Investigating Software

Investigating Software

Tuesday, 2 August 2016

Synecdoche

A common but often unnoticed figure of speech is the synecdoche. When I say “Beijing opened its borders”. We know I mean “The People's Republic of China has opened its borders.”) That’s a Synecdoche, in this case I named part of something (Beijing) to mean the whole (P.R.C.).

Conversely, I might say “Westminster is in turmoil” when anyone with knowledge of British politics will know I mean, “The politicians in the Houses of Parliament are in turmoil”. The reader will know I am not referring to The City of Westminster, a region of London. (Or the place in Canada etc.)

Synecdoche can be a useful and illustrating tool of conversation. Helping to convey the size or importance of the subject or illustrate in more detail a subtlety of the situation. For example: “Beijing opened its Borders” also indicates the power of that country's central government. Some residents of one city in China, can open [or close] the borders of a vast country spanning thousands of miles and comprising over 1.3 billion people.

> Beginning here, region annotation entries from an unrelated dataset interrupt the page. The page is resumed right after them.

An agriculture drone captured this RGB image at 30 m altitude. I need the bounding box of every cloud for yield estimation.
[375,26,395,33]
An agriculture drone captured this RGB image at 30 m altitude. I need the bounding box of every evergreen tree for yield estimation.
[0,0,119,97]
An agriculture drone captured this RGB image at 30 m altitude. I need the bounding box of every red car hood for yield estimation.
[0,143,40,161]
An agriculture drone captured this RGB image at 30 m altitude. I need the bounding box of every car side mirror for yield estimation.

Synecdoche can also lead to ambiguity, and are particularly dependant on context. For example the same phrase “Westminster is in turmoil” accompanied by a picture of a de-railed train, smoke and ambulances would lead the reader to assume the geographic region of Westminster was being referred to.

Just this sort of language and potential for confusion exists within software development. For example, a Product Owner might ask a team to code a feature for her App. A technical lead would likely know her team will actually: analyse, converse, script, code, test, fix, report, document, review etc. And probably do this across multiple systems before she can agree with the Product Owner that the App’s feature is complete or ‘coded’.

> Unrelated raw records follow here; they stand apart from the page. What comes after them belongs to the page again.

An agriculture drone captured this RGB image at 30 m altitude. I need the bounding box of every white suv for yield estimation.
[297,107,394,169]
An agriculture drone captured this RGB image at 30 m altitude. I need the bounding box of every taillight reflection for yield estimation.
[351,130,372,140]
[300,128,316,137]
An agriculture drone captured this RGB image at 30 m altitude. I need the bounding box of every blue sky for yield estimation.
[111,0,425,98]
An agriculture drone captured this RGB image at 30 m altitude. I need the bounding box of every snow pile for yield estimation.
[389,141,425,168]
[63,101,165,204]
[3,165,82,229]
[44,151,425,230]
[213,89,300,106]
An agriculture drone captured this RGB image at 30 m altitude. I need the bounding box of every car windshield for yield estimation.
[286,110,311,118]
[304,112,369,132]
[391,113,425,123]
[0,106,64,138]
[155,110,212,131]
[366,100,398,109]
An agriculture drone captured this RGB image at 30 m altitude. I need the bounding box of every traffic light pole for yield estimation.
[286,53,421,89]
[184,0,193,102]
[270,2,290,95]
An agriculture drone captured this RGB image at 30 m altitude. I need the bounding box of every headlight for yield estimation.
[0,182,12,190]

Why don’t technical leads get annoyed by this narrow description of the work? Well, actually they do, all the time. When working as a Scrum Master and Program Manager I frequently had to smooth these sorts of negotiations. Often a technical lead or test lead would take the product owners choice of the word (e.g.: “code” or “develop”) to mean that the work required was not significant. When the Product Owner’s words could have been translated as “do clever stuff to make it happen”.

Product Owners were often not from a programming or testing background. Occasionally they would not use the same jargon as developers or, more often, they used the same terms but with their own meanings. For example, using ‘code’ to mean the whole software development and release process.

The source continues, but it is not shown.